Amid the difficulties of starting over, many exiled journalists end up leaving the profession. Mohammad is among those who been able to continue working in the field: he covers Syria for Spanish media outlets and collaborated with CPJ and the Spanish foundation Por Causa to found Baynana, the first refugee-led media outlet in Spain. He now speaks Spanish with a Madrid accent and is fluent in the local slang.
CPJ spoke with Mohammad about the ambivalence of exile, his own experience pursuing his career after his relocation, and what advice he would give to newly evacuated Afghan journalists who are now being resettled abroad after the Taliban takeover last month.
This interview has been edited for length and clarity.
What are the challenges of starting a new life abroad?
Learning the language of the new country and integrating into it, adapting to the culture of the new country, and continuing to work as journalist amid many challenges and difficulties.
How do you cover events in Syria from Spain?
I keep in constant communication with many contacts inside Syria and haven’t stopped doing so since I left. I also closely follow what’s going on in Syria so perhaps that makes it easier for me to cover Syria, but the challenge is to cover it from the country where I live and to publish in local media. That is very difficult because of the language [barrier], which makes communication with local media difficult. This difficulty is overcome with time.
I also work with a foundation that is interested in Syria and I work on that constantly in my mother tongue. I try to monitor important topics in Syria and write about them for Spanish newspapers. I wrote a piece on the assassination of journalists in northern Syria for the news website Publico and another one about the [Syrian regime] siege on Daraa al-Balad for the news website El Diario.es.
Based on your personal experience, do you have any advice for Afghan journalists who are now leaving their country?
Being forced to leave your country is one of the most difficult moments in life, so my advice to Afghan colleagues is to be patient and prevent despair from taking hold of them.

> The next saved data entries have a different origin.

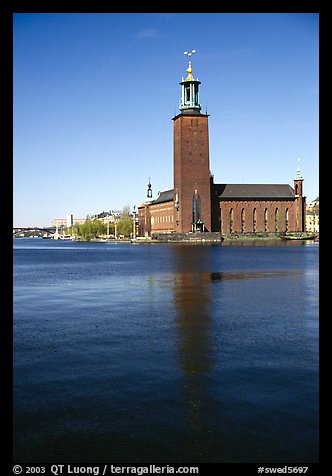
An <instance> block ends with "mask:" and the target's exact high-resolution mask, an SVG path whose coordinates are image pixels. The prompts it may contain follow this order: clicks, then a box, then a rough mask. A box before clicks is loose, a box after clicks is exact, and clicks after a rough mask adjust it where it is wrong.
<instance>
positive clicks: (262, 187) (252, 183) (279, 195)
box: [216, 183, 295, 200]
mask: <svg viewBox="0 0 332 476" xmlns="http://www.w3.org/2000/svg"><path fill="white" fill-rule="evenodd" d="M216 185H217V190H218V196H219V198H220V199H221V200H229V199H273V200H276V199H294V197H295V194H294V189H293V188H292V187H291V186H290V185H288V184H266V183H258V184H253V183H249V184H245V183H233V184H216Z"/></svg>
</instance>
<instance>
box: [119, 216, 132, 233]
mask: <svg viewBox="0 0 332 476" xmlns="http://www.w3.org/2000/svg"><path fill="white" fill-rule="evenodd" d="M132 232H133V222H132V219H131V218H129V217H128V218H120V220H118V222H117V233H118V236H119V235H125V236H130V235H131V233H132Z"/></svg>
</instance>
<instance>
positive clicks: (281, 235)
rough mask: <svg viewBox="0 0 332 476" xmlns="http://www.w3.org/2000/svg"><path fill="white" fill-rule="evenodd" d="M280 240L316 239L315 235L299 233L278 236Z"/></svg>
mask: <svg viewBox="0 0 332 476" xmlns="http://www.w3.org/2000/svg"><path fill="white" fill-rule="evenodd" d="M280 238H281V239H282V240H314V239H315V238H316V235H315V234H308V233H301V234H296V235H288V234H285V235H280Z"/></svg>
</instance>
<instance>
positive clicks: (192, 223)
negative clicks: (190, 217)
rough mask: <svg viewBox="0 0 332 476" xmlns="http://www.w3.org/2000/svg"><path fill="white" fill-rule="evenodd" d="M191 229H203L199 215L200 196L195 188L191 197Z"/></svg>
mask: <svg viewBox="0 0 332 476" xmlns="http://www.w3.org/2000/svg"><path fill="white" fill-rule="evenodd" d="M192 217H193V222H192V231H203V222H202V217H201V197H200V196H199V193H198V192H197V190H195V193H194V195H193V198H192Z"/></svg>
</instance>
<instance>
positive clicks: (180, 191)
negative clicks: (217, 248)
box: [173, 113, 211, 232]
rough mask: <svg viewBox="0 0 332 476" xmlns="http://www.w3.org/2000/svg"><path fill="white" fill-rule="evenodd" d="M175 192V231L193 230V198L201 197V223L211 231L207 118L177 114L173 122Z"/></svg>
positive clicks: (208, 159)
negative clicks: (196, 193) (176, 202)
mask: <svg viewBox="0 0 332 476" xmlns="http://www.w3.org/2000/svg"><path fill="white" fill-rule="evenodd" d="M173 120H174V190H175V191H176V192H178V199H179V207H178V210H177V211H176V212H175V226H174V230H175V231H176V232H188V231H192V224H193V196H194V195H195V191H197V192H196V193H197V194H198V195H199V197H200V211H201V221H202V222H203V223H204V227H205V231H211V201H210V164H209V132H208V116H207V115H203V114H200V113H197V114H194V115H192V114H191V115H185V114H179V115H178V116H176V117H175V118H174V119H173Z"/></svg>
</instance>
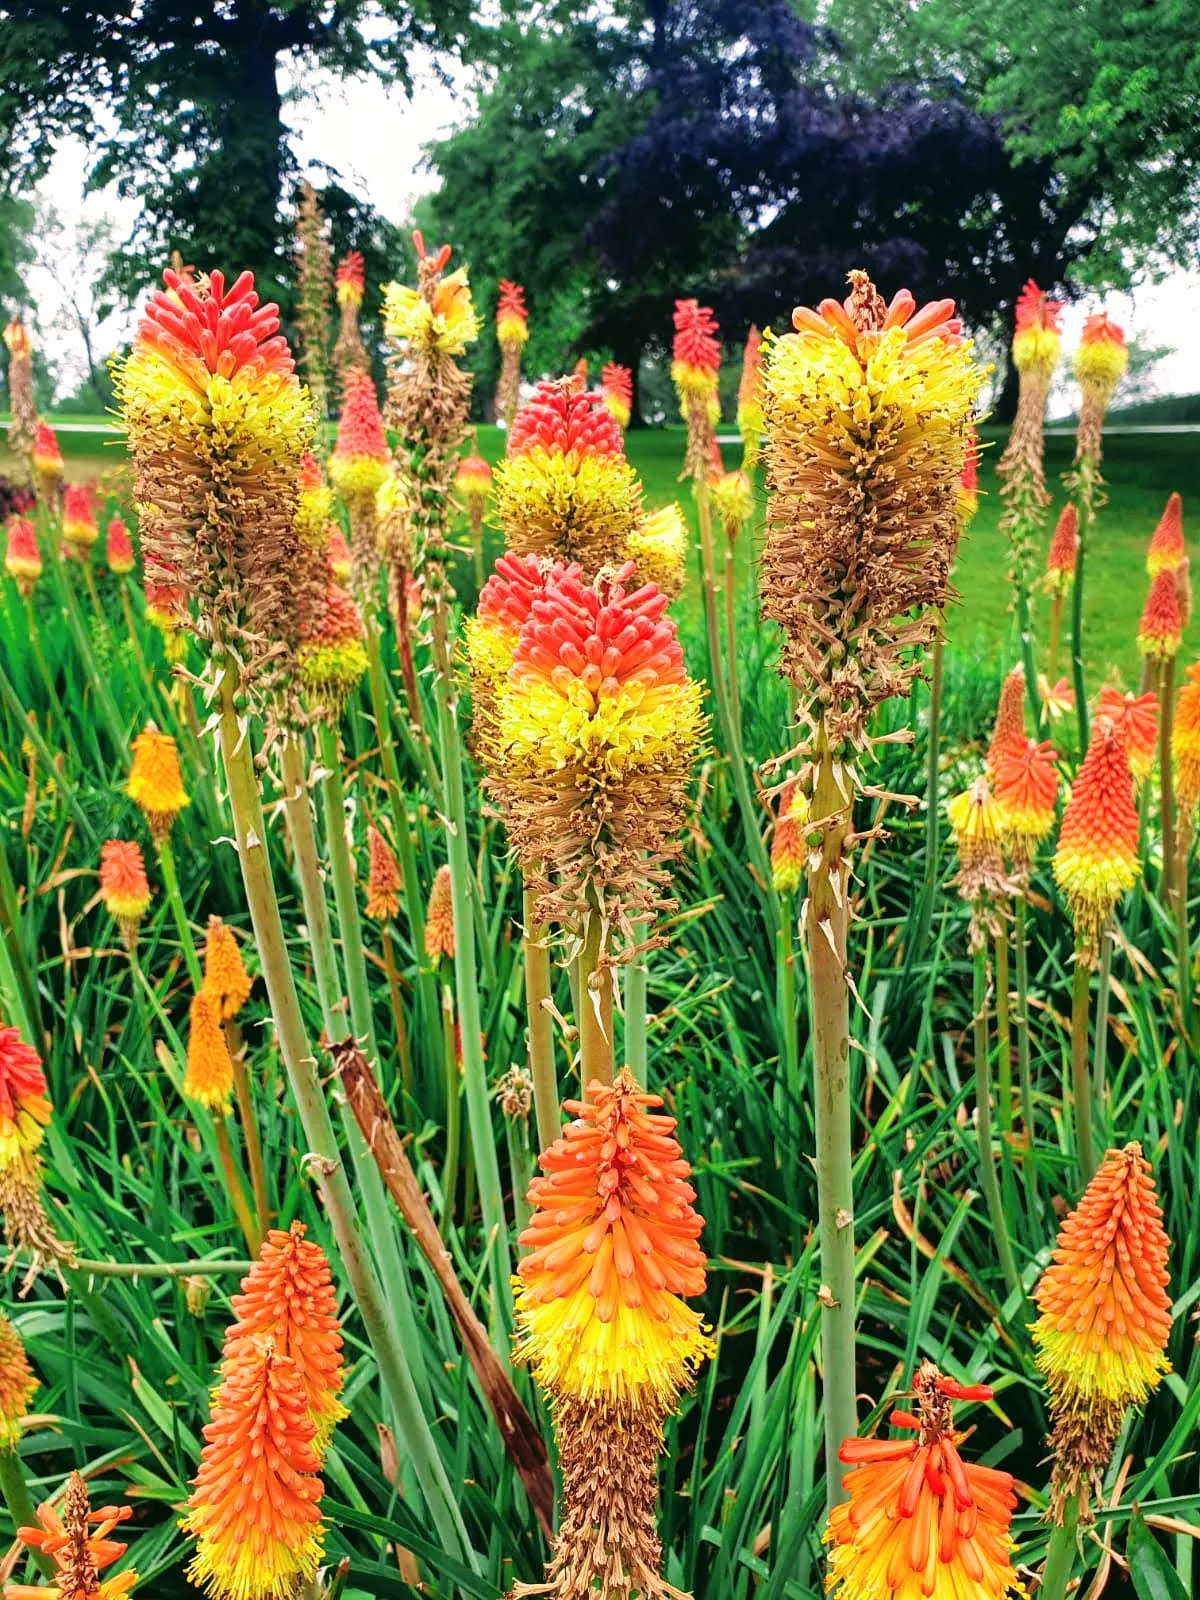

If they wish to continue to cover Afghanistan from abroad, I would also recommend that they stay in touch with their country, especially with civilians who are always the biggest losers in any war. There are stereotypes about Afghanistan in the West and nobody but journalists can clarify them or change them. Journalists understand that they have a major role to play in this. They have to keep working and start over again and again with all their strength.